This last simplification was computer assisted. Thanks Wolfram|Alpha.

So we have:

k = dB.u * dC.v - dB.v * dC.u
p = (dC.v * d.u - dC.u * d.v) / k
q = (dB.u * d.v - dB.v * d.u) / k

We can incorporate that to our code, and use those components to find the 3D coordinates.

VectorUV dB = B.uv - A.uv
VectorUV dC = C.uv - A.uv

if (B.v < C.v)
{
    l_1 = l_AB
    l_2 = l_AC
}
else
{
    l_1 = l_AC
    l_2 = l_AB
}

k = dB.u * dC.v - dB.v * dC.u
for (int u = (int)floor(A.u); u <= (int)ceil(B.u); u++)
{
    for (int v = (int)floor(l_1(u)); v <= (int)ceil(l_2(u)); v++)
    {
        VectorUV d = new VectorUV(u - A.u, v - A.v)
        p = (dC.v * d.u - dC.u * d.v) / k
        q = (dB.u * d.v - dB.v * d.u) / k
        coords = A.xyz + (B.xyz - A.xyz) * p + (C.xyz - A.xyz) * q
        // …
    }
}

I remind you that the code above only handles the first range of a triangle. For the other range you need another for loop. And, of course, you would be doing that for all triangles.

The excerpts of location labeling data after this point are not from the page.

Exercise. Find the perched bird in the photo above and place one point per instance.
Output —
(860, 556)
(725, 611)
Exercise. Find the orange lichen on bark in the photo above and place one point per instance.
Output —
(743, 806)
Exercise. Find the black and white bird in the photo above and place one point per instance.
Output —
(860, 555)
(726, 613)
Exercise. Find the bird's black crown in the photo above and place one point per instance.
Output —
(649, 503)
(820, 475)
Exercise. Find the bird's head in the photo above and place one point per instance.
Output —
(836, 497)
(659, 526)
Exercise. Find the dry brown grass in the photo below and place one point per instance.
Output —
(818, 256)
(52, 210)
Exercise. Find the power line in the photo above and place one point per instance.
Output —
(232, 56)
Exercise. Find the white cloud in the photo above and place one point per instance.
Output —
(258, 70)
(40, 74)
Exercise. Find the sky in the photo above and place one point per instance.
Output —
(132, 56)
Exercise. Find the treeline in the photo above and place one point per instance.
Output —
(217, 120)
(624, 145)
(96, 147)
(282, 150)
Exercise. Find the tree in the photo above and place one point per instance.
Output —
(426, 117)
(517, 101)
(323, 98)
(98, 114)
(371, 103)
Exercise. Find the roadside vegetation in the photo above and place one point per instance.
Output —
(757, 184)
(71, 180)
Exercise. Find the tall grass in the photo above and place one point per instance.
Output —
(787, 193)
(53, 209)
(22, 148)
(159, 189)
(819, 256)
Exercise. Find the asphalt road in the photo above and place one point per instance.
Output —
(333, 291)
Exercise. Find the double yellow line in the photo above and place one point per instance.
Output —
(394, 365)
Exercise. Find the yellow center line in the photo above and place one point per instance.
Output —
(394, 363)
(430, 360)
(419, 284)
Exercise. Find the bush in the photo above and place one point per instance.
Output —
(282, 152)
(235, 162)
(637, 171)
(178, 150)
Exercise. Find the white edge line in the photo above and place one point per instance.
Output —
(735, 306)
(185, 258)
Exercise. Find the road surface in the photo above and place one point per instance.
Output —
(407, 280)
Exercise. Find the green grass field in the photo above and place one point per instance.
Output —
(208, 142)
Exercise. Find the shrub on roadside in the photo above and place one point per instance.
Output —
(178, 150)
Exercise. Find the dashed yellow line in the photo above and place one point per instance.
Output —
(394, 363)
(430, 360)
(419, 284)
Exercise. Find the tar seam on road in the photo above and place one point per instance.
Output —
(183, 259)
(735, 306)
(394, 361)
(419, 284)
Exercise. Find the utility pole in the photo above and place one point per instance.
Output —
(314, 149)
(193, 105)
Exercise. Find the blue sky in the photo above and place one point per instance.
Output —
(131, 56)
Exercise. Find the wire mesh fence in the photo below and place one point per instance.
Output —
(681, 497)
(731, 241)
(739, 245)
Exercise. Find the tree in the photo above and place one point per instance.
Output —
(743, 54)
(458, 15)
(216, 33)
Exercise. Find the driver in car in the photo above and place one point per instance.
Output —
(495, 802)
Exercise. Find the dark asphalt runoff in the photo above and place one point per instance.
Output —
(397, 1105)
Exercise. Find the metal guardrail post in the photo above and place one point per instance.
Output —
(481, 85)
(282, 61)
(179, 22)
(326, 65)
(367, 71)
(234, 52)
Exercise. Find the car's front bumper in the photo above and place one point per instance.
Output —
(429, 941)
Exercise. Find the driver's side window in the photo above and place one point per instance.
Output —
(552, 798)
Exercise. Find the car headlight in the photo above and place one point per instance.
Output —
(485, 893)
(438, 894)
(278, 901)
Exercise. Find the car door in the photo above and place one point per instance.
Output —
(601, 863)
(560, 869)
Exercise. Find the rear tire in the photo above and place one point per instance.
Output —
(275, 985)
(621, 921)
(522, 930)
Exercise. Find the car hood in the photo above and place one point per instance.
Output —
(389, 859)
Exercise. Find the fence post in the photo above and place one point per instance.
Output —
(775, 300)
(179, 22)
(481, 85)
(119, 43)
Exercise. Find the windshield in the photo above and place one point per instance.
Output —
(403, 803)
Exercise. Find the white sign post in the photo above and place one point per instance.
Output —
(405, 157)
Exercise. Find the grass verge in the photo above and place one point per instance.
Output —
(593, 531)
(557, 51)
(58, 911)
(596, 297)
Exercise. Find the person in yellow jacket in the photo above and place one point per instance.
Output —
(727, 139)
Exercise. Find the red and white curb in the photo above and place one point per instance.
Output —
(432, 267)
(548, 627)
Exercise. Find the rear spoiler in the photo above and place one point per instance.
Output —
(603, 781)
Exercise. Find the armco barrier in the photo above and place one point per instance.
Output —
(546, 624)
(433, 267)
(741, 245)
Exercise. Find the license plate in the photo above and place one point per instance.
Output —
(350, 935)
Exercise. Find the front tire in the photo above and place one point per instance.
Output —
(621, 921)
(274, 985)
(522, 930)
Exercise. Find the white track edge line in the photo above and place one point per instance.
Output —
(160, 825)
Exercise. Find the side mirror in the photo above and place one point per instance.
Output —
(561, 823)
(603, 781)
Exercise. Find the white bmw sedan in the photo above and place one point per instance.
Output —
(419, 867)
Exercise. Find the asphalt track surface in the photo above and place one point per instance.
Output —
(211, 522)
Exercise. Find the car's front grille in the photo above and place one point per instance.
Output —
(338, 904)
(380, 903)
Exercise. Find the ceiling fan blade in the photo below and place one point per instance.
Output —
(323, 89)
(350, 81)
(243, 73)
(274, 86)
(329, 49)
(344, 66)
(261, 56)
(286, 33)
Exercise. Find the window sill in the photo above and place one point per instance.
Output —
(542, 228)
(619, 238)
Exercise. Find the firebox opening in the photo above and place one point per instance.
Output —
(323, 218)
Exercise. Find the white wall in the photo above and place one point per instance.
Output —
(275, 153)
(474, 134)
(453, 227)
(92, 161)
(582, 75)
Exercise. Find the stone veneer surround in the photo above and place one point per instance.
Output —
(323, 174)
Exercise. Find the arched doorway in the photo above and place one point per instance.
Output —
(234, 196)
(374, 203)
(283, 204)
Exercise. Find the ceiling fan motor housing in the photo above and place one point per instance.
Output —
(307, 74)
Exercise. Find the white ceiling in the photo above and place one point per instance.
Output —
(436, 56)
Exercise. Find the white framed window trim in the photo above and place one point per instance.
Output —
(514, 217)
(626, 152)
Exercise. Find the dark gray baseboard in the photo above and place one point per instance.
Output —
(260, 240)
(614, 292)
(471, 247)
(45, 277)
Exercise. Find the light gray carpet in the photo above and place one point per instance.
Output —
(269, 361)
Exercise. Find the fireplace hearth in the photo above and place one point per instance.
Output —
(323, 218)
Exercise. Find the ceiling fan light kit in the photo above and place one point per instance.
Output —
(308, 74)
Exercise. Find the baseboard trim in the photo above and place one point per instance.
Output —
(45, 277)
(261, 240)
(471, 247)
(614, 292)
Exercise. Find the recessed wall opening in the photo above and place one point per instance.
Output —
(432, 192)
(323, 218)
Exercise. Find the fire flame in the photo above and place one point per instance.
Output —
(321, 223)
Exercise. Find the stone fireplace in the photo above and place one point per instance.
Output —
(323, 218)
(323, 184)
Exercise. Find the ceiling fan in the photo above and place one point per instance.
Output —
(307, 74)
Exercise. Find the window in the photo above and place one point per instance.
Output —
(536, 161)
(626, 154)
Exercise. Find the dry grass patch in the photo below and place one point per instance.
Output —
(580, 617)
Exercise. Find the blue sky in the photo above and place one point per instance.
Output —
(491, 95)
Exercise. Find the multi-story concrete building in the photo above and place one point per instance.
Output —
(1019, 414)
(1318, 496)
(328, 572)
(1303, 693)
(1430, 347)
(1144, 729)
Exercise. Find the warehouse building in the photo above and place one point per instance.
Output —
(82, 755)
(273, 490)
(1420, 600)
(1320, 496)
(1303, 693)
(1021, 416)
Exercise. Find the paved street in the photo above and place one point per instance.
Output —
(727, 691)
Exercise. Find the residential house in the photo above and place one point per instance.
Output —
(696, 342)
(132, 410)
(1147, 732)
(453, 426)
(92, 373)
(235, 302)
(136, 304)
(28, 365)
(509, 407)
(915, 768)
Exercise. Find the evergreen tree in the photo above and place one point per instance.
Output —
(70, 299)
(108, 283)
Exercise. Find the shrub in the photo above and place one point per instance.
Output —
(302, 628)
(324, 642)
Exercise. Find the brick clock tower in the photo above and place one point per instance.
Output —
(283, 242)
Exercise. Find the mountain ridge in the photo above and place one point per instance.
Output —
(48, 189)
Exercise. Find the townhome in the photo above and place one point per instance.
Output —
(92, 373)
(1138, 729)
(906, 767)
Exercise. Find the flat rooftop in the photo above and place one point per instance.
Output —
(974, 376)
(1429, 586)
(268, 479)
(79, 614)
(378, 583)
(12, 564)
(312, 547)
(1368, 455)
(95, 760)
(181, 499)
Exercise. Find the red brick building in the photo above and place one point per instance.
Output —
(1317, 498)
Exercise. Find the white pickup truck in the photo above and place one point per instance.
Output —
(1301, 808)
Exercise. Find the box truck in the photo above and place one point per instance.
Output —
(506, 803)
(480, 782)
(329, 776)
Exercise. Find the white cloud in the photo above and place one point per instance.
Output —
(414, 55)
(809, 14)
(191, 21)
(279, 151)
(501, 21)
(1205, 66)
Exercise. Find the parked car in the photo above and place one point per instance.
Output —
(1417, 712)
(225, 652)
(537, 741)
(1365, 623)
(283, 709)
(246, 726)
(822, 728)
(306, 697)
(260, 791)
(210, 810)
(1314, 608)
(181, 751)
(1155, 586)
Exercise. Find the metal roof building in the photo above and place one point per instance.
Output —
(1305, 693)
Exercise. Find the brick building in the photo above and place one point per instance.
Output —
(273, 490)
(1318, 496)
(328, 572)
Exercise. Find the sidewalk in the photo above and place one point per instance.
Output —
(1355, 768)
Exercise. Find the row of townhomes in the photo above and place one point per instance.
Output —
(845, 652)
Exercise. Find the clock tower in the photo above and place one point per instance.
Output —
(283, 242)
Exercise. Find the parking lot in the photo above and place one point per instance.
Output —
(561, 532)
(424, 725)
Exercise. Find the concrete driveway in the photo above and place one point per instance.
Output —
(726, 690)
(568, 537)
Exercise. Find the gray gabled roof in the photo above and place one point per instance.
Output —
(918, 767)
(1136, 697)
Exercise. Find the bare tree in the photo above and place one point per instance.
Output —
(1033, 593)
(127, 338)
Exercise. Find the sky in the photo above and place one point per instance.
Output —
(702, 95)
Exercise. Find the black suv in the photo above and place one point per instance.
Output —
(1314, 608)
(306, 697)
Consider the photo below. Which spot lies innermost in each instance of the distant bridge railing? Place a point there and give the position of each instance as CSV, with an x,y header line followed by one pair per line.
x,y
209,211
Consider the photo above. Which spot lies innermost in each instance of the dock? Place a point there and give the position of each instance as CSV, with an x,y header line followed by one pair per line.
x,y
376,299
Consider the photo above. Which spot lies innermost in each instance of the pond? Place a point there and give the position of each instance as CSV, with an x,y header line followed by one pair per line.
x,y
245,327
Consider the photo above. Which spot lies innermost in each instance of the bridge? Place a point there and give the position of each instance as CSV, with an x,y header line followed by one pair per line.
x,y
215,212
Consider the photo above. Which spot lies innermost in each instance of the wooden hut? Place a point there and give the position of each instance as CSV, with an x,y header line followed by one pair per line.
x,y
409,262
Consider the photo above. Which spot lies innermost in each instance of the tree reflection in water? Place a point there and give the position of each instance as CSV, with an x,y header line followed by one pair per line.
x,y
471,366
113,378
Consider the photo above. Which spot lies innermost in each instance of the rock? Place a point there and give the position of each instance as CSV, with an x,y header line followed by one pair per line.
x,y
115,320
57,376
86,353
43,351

You would have an array where you can store those coordinates. Make it an array of sets, because you may find that the same texel is mapped to one position in 3D, multiple, or none. And you might find a texel has a position multiple times, in particular on the edges.


By the way. We have a division by zero if k = dB.u * dC.v - dB.v * dC.u = 0. I believe this happens if the shape in texture space does not make a triangle. I suggest you consider these cases as pathological.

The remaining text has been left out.